U.S. Bankruptcy Judge Kevin Gross sitting in Delaware recently approved J.G. Wentworth’s (the “Debtor’s”) Chapter 11 plan after overruling an objection from the U.S. Trustee regarding third-party releases. The Debtor’s Chapter 11 reorganization plan was the second it has brought before the Delaware bankruptcy court in the last ten years.

The Debtor is a consumer finance company that specializes in purchasing and selling structured settlements and other assets in exchange for insurance payouts. After restructuring $370 million in term loan debt in 2009, the Debtor filed for bankruptcy on December 12, 2017 and brought another prepackaged chapter 11 plan to Delaware bankruptcy court.

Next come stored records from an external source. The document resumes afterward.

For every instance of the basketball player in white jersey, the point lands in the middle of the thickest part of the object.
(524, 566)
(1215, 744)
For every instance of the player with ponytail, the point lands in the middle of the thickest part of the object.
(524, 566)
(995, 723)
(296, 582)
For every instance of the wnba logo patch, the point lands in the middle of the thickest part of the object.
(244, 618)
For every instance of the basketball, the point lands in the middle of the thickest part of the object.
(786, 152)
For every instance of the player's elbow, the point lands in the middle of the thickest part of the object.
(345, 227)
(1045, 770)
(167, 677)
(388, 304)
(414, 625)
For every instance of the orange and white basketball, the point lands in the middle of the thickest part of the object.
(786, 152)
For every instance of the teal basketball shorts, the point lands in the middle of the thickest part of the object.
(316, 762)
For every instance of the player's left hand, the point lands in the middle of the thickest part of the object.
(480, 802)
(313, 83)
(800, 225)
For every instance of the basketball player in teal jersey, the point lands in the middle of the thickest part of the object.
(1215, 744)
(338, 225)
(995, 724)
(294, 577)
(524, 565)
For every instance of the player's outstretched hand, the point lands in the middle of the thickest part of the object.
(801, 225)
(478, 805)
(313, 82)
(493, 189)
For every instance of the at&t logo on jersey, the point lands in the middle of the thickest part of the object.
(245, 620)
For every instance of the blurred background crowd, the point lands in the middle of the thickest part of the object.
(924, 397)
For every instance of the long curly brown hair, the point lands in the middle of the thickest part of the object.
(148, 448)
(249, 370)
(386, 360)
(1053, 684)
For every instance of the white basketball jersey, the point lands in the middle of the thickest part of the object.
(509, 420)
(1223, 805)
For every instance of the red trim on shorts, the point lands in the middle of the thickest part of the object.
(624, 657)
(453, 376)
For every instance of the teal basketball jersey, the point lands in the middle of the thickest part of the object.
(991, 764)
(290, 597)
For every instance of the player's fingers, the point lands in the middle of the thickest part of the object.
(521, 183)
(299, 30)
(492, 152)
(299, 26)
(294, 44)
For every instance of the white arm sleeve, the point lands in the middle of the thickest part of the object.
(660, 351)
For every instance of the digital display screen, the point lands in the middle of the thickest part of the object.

The plan called for a restructure of nearly $450 million in secured debt whereby senior secured lenders’ claims would be satisfied by receiving 95.5% of the new common equity in the reorganized J.G. Wentworth in addition to roughly 46% of their claims in a cash payout.

While the Debtor and the U.S. Trustee worked through the vast majority of issues regarding the Debtor’s plan, the U.S. Trustee objected to the way third-party releases could be granted absent any affirmative action by a creditor. The U.S. Trustee argued that consent is typically given by creditors to third-party releases in the form of an opt-in or opt-out clause, but here, no such clause or provision existed. Instead, creditors had to file an objection. The U.S. Trustee argued that requiring creditors to file objections to oppose the release of such consent rights imposed an undue burden on creditors. Such an imposition would require the financial burden of hiring and retaining counsel.

In response, J.G. Wentworth noted that the plan received no opposition from any creditors regarding the releases or the plan generally. J.G. Wentworth further argued that creditors were fully aware of their rights since they received a notice explaining the releases with explanatory definitions of all terms for clarity purposes. The notice clearly stated releases within the plan could affect the creditors’ rights.

Although Judge Gross had denied certain third-party releases in the past, he approved these releases noting that they seemed consensual in the absence of any objections from creditors.